Config Reference & Precedence

Configuration precedence follows the canonical order described in AGENTS.md (Configuration Policy):

  1. CLI arguments (highest precedence)
  2. Environment variables (for Dynaconf use DYNACONF_<SECTION>__<KEY> or explicit envs like AGENT_*, OTEL_*)
  3. .env files (project .env, ops/env/*.env, .env.mcp)
  4. YAML configs (e.g., registry.yaml, configs/*.yaml)
  5. TOML configs (e.g., settings.toml, eval_config.toml)
  6. Configuration defaults (Dynaconf validators)
  7. Hardcoded defaults (lowest precedence)

Notes:

  • Deep merges are used for nested dictionaries (dicts merge), while lists are replaced (no implicit list merging).
  • Use DYNACONF_ envvar prefixes for Dynaconf-managed sections when you need to override nested values from the environment (e.g.
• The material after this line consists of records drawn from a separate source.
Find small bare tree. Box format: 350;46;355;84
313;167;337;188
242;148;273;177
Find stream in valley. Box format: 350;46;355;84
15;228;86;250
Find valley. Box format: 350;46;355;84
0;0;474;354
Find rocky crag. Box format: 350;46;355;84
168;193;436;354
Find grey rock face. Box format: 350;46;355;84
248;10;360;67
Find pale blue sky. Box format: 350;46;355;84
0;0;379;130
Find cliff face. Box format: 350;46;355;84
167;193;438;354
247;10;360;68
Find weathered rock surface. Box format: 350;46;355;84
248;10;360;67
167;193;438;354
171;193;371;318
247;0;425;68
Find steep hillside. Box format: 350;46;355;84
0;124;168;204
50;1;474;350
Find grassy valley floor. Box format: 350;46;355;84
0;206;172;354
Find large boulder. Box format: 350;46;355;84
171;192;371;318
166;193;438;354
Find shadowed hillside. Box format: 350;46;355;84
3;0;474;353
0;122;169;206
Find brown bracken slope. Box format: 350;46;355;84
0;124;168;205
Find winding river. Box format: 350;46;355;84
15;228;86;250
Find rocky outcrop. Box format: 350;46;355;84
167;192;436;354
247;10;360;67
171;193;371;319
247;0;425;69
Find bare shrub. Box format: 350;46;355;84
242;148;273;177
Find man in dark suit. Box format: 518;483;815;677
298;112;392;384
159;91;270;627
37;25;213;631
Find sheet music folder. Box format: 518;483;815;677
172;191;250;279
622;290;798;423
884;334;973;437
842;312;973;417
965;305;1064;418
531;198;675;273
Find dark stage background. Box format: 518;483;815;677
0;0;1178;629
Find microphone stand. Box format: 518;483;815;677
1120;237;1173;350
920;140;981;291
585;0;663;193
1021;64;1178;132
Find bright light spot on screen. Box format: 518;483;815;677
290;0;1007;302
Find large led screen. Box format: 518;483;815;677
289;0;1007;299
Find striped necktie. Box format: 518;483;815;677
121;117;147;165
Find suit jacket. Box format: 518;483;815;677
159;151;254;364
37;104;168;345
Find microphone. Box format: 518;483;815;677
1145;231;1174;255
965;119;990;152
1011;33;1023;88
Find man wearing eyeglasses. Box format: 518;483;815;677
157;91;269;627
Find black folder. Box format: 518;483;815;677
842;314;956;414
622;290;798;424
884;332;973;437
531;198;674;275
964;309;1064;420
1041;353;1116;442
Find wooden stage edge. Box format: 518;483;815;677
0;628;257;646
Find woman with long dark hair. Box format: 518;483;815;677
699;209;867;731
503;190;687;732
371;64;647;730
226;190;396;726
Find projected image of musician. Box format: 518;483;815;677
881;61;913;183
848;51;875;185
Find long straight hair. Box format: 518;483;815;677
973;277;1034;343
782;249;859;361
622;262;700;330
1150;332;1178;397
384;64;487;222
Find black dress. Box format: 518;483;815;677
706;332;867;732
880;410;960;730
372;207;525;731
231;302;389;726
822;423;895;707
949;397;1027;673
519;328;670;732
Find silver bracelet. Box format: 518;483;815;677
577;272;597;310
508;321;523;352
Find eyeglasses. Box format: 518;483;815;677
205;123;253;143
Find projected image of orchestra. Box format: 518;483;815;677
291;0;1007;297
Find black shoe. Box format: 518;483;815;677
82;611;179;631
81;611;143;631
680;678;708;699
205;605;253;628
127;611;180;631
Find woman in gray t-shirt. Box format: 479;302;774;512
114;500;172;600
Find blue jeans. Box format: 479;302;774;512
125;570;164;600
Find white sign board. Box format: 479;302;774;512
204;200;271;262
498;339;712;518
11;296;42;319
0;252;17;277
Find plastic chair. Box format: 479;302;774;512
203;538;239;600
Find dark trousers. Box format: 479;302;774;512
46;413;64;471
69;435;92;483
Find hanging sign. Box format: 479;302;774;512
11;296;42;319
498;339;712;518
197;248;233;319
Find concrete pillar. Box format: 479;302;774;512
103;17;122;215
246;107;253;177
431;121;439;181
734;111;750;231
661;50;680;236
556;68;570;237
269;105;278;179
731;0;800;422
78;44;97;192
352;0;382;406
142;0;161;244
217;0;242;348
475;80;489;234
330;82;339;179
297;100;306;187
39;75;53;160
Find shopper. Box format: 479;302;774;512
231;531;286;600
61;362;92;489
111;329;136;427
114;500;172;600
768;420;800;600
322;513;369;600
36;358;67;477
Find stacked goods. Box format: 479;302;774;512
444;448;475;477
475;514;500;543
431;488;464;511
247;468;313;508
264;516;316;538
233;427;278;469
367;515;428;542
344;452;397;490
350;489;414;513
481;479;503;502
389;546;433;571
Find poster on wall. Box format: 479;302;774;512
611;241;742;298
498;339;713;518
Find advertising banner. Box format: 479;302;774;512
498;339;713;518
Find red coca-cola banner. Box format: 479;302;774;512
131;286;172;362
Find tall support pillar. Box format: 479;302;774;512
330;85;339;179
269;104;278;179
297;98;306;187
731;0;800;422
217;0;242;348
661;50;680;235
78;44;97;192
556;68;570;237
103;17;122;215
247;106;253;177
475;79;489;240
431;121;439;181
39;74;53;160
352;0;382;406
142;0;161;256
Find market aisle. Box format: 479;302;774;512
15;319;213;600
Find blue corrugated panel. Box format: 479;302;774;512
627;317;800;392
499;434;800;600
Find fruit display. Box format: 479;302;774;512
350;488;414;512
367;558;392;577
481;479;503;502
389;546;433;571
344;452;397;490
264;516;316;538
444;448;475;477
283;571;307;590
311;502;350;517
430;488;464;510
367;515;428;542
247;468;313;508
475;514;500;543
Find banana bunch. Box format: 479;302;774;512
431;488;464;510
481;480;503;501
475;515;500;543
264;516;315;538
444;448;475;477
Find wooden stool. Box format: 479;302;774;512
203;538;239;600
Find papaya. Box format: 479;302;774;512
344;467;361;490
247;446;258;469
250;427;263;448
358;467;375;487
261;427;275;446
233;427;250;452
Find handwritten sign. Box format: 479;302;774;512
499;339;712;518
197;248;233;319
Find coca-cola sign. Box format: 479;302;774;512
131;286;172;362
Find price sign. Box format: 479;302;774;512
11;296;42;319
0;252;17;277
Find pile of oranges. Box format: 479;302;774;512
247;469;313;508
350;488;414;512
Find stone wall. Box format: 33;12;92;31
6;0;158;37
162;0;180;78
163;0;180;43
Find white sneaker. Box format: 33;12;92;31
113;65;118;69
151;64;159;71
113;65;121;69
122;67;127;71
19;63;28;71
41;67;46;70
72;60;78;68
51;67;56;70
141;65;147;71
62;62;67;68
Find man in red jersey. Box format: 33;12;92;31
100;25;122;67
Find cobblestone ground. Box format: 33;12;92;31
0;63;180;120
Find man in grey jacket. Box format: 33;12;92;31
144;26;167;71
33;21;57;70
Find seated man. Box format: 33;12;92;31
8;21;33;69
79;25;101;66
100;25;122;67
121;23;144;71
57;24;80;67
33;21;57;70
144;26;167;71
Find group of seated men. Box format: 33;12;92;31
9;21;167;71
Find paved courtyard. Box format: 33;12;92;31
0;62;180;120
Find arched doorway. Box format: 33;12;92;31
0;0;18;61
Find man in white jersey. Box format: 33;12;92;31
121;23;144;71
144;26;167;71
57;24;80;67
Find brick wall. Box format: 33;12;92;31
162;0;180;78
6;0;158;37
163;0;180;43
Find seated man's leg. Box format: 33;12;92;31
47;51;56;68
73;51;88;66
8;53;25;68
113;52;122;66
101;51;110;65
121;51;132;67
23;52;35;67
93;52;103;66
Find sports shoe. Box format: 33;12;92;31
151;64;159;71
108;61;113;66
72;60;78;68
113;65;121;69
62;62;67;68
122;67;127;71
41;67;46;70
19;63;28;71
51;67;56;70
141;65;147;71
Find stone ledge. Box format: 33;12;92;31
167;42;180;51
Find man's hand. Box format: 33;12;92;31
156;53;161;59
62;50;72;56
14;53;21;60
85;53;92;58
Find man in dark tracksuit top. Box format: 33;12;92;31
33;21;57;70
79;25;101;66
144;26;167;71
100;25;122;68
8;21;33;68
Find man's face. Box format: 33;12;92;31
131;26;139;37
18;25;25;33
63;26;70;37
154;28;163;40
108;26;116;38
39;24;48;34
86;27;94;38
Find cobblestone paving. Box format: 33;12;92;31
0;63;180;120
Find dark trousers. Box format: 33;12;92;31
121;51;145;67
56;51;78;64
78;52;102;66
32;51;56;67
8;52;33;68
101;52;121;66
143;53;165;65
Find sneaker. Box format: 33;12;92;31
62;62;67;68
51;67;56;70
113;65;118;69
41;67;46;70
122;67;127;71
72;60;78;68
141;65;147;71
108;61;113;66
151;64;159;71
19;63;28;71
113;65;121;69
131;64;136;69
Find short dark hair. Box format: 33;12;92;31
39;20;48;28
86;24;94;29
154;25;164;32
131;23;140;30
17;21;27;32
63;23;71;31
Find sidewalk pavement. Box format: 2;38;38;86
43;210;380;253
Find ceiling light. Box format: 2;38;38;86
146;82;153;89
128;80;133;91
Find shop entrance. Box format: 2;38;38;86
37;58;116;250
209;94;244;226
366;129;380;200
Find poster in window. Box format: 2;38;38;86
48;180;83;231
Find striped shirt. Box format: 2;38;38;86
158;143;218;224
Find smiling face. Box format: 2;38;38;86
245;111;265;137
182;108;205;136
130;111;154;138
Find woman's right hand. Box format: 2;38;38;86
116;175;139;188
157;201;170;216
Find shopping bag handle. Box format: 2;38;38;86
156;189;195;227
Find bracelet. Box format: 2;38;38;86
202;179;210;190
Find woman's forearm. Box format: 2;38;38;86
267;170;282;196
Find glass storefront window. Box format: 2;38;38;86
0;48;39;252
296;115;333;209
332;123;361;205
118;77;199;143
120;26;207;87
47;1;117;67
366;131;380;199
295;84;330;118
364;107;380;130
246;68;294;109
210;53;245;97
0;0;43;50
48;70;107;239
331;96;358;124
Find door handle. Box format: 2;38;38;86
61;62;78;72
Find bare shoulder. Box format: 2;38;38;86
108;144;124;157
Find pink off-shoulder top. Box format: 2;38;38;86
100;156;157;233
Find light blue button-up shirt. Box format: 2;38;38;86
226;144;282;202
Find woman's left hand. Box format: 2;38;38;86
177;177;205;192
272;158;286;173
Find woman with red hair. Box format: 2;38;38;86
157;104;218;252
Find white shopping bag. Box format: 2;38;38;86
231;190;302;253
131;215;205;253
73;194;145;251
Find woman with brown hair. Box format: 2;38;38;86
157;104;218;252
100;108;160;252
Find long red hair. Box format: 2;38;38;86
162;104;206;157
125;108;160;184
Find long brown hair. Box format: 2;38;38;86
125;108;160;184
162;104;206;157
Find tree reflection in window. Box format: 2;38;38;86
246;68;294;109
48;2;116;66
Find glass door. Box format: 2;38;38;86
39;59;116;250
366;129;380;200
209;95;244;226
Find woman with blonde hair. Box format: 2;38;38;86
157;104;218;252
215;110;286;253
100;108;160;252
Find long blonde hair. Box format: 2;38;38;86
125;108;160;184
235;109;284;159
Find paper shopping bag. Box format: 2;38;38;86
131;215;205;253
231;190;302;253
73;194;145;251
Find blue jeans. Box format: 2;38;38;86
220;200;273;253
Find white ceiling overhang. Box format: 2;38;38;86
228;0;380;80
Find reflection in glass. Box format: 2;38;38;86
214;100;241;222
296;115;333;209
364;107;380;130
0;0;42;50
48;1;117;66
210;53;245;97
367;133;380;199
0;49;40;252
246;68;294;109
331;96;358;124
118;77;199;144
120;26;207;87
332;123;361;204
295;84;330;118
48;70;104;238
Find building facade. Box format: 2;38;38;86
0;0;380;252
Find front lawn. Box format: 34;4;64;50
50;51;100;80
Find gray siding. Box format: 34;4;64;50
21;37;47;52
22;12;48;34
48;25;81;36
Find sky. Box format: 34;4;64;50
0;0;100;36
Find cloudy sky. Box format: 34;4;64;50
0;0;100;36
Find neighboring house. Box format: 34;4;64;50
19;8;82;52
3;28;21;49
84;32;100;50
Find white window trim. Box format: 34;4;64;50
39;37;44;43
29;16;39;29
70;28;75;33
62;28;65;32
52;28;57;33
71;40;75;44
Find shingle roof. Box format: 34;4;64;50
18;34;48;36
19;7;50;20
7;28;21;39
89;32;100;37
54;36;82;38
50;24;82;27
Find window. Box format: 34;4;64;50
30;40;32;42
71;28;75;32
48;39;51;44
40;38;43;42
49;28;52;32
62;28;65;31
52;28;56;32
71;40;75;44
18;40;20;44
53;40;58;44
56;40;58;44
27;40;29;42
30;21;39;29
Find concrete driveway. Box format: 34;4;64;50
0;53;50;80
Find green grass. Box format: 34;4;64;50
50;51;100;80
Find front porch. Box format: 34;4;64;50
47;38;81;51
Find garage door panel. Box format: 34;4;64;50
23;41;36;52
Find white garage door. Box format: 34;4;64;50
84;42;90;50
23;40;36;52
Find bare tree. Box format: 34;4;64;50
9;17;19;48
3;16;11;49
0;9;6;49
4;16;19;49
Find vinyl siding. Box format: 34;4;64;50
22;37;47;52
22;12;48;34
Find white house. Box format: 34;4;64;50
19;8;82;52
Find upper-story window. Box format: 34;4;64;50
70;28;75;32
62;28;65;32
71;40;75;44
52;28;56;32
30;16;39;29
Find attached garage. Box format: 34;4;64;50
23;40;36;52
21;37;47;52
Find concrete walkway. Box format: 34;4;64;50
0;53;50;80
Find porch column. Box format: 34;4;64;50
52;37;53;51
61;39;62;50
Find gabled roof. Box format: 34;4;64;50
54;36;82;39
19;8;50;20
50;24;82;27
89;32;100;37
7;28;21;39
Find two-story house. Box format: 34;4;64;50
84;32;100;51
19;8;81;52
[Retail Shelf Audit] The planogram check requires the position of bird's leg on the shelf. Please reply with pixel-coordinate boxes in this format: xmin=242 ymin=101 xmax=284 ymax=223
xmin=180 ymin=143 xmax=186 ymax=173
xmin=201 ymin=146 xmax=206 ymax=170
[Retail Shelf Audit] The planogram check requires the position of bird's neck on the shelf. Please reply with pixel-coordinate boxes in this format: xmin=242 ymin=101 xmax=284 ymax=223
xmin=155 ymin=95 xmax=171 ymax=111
DYNACONF_ADVANCED_FEATURES__LITE_MODE=false).

Example: override message window limit via env

export DYNACONF_ADVANCED_FEATURES__MESSAGE_WINDOW_LIMIT=50

Guardrail & policy configuration examples (YAML snippets)

configs/guardrail_policy.yaml (example)

tool_allowlist:
  - filesystem_read
  - web_search

tool_denylist:
  - dangerous_tool

parameter_schemas:
  filesystem_read:
    path:
      type: string
      required: true
      pattern: "^[a-zA-Z0-9/_\-\.]+$"

network_egress:
  allowed_domains:
    - api.openai.com
    - example.com
  block_localhost: true
  block_private_networks: true

budget:
  AGENT_BUDGET_CEILING: 100
  AGENT_BUDGET_POLICY: warn
  AGENT_ESCALATION_MAX: 2

Loading precedence sanity check (local)

# 1) Make a small TOML
cat > /tmp/test_settings.toml <<'TOML'
[features]
thoughts = false
TOML

# 2) Override via env
export DYNACONF_FEATURES__THOUGHTS=true

# 3) Create Dynaconf instance (Python)
python - <<'PY'
from dynaconf import Dynaconf
settings = Dynaconf(settings_files=['/tmp/test_settings.toml'], envvar_prefix='DYNACONF')
print('thoughts:', settings.features.thoughts)
PY

Observability Hooks

  • Langfuse: set LANGFUSE_SECRET + LANGFUSE_PUBLIC_KEY; calls are emitted via observability/langfuse.py.
  • OpenInference/Traceloop: enable with OPENINFERENCE_ENABLED=true and configure URLs in configs/observability.yaml.
  • All emitters redact secrets and run in the current profile sandbox.

Troubleshooting

  • Ports 7860/8000/8001/9000 must be free for demos.
  • If Playwright browsers are missing, re-run uv run playwright install --with-deps chromium.
  • Use --verbose flags for detailed logs; traces are stored under logs/ when enabled.